The election: what really happened

by on November 5, 2008 at 2:46 pm in Political Science | Permalink

We can’t not cover this topic, so here is Andrew Gelman with the bottom line.  The main result, it seems, is that the electoral gap between the young and the old increased by quite a bit.  Hat tip goes to Mark Thoma.

Addendum: Brad DeLong comments.

1 Rich Berger November 5, 2008 at 3:41 pm


The inexperienced got wise and voted for somebody like them. We could learn a lot from our kids.

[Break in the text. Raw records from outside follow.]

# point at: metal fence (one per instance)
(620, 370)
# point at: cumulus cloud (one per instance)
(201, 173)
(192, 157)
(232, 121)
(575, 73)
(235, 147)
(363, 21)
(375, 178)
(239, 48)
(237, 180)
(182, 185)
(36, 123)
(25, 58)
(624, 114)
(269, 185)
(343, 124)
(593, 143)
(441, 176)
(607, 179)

2 Bob Murphy November 5, 2008 at 4:04 pm

*Sigh* Re-reading my comment above, I now must take pains to prevent being misunderstood… I think Jeremiah Wright’s “shocking” sermons were very provocative; they didn’t offend me at all. If a black person tells me I have no idea what he puts up with on a daily basis (from cops or whatever), I have no reason to doubt him.

What bothers me is having a tenured white professor tell me how enlightened he is, and that a huge chunk of people must have opposed Obama because they are racist, rather than, say, his fairly unorthodox views.

3 simmer down now November 5, 2008 at 4:44 pm

Interesting breakdowns on race:

According to CNN’s exit poll data, McCain carried 55% of the white vote; Obama carried 43%. White voters made up 74% of the total, so McCain’s advantage among whites amounted to 74%x(0.55-0.43) = 8.88% of the total vote.

Obama carried 95% of the African-American vote; McCain carried 4%. African-Americans made up 13% of the total, so Obama’s advantage among African-Americans amounted to 13%x(.95-.04) = 11.83%.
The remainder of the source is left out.